Model: The stake cars have truss rods. All of the stake cars are each loaded with a high capacity container with gear for running on roads. Stakes that can be installed on the cars are included. The freight train baggage car has a cupola, new LED marker lights, and a pickup shoe already mounted. The high capacity containers include different registration numbers. Total length over the buffers approximately 51.5 cm / 20-1/4“.
Highlights:
• Type Pwg freight train baggage car includes newly designed car floor included.
• Type Pwg freight train baggage car includes new LED marker lights.
• Type R Stuttgart cars each loaded with a high capacity container with gear for running on roads.
• High capacity containers include different registration numbers.
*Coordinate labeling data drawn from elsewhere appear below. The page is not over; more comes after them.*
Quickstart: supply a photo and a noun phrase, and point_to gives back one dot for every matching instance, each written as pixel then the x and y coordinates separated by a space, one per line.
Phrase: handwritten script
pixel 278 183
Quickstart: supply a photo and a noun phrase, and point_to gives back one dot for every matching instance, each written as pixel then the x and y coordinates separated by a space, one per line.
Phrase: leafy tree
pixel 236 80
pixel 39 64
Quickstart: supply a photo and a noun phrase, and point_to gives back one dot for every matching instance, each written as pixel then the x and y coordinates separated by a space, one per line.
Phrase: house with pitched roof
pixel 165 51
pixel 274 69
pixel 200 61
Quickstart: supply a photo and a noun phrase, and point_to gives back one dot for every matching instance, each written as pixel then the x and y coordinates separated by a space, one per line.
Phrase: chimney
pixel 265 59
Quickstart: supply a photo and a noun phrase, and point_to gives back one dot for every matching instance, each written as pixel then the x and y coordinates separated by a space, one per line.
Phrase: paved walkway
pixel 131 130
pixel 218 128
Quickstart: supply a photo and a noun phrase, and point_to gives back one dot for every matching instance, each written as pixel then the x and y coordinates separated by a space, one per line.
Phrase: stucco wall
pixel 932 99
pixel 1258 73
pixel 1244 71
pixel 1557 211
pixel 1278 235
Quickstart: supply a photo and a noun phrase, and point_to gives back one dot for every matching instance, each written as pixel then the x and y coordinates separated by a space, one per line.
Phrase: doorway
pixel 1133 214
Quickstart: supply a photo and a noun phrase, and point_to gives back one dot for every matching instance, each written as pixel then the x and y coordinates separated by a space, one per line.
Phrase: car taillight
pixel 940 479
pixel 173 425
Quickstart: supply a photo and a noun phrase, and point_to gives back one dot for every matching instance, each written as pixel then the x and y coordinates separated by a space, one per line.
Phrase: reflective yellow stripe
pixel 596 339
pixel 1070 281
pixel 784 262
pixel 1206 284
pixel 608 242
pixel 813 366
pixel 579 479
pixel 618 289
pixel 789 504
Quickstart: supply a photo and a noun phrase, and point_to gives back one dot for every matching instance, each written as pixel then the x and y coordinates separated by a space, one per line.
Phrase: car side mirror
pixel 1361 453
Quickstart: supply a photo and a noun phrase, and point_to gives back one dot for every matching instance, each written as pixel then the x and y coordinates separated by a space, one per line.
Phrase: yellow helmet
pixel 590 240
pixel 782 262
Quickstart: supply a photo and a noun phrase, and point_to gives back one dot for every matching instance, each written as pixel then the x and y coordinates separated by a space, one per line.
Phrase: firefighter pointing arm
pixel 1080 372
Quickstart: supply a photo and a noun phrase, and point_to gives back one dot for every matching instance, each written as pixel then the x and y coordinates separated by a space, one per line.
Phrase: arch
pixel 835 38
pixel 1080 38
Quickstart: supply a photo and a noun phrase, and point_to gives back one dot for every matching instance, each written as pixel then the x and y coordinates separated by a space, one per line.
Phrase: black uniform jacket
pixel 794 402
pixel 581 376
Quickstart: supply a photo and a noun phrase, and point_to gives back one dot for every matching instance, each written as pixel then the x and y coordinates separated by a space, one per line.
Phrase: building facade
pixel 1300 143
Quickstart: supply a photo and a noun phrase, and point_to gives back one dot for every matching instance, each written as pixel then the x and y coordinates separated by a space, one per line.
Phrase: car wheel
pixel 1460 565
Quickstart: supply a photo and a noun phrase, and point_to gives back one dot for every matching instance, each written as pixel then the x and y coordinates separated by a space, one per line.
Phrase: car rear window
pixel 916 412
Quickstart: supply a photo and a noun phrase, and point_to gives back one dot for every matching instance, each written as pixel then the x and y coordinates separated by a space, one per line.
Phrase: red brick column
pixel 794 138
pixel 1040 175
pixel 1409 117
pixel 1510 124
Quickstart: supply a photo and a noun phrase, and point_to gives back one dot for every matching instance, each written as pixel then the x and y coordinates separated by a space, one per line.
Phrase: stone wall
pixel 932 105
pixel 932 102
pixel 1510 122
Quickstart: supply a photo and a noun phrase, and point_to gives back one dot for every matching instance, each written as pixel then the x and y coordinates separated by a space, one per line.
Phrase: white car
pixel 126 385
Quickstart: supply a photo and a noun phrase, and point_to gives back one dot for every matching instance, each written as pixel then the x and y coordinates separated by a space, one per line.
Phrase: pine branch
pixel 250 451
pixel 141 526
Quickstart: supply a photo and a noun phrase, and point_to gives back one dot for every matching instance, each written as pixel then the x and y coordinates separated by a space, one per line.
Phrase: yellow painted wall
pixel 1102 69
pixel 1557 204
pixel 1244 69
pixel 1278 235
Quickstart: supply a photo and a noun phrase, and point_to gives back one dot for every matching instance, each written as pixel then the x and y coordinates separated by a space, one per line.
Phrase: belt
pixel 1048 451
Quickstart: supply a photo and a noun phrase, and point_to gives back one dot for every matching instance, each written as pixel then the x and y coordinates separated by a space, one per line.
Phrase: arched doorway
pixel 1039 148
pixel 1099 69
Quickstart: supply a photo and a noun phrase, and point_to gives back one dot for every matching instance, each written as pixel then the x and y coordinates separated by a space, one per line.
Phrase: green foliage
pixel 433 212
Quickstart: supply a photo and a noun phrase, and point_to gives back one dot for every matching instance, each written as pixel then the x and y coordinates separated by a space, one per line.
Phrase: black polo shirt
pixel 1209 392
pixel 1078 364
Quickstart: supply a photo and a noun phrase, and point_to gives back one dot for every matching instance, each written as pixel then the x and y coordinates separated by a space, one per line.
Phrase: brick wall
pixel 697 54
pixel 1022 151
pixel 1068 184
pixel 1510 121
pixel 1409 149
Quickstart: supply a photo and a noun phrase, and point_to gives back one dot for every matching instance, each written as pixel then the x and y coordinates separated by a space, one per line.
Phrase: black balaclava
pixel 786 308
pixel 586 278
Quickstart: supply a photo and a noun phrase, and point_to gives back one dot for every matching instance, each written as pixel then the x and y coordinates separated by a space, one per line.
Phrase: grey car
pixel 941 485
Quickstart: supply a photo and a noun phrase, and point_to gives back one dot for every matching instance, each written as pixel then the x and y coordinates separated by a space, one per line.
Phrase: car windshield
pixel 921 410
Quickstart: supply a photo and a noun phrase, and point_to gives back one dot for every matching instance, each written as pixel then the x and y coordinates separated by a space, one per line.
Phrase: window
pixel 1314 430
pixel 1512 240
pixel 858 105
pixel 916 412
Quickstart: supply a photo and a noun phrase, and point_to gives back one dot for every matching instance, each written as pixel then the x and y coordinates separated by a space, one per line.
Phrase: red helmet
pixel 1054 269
Starting in 1930, the German State Railroad (DRG) had to cut back its freight hauling capacity rapidly due to the global economic crisis. In 1932, it even lost money for the first time. The DRG saw one possibility for mastering the crisis in combating the competition from road traffic that had started as early as the Twenties. Chiefly freight transport by truck had already caused the DRG headaches before the global economic crisis. The German State Railroad now attempted to curtail this with very innovative ideas. It expanded and intensified the door-to-door services with Culemeyer road rollers, with standardized containers as forerunners to container transport, and with the transport of truck trailers on stake cars. The latter can rightly be seen as a forerunner to today‘s piggyback service where semi-truck trailers or entire rigs are transported on special railroad cars with low load heights over long routes.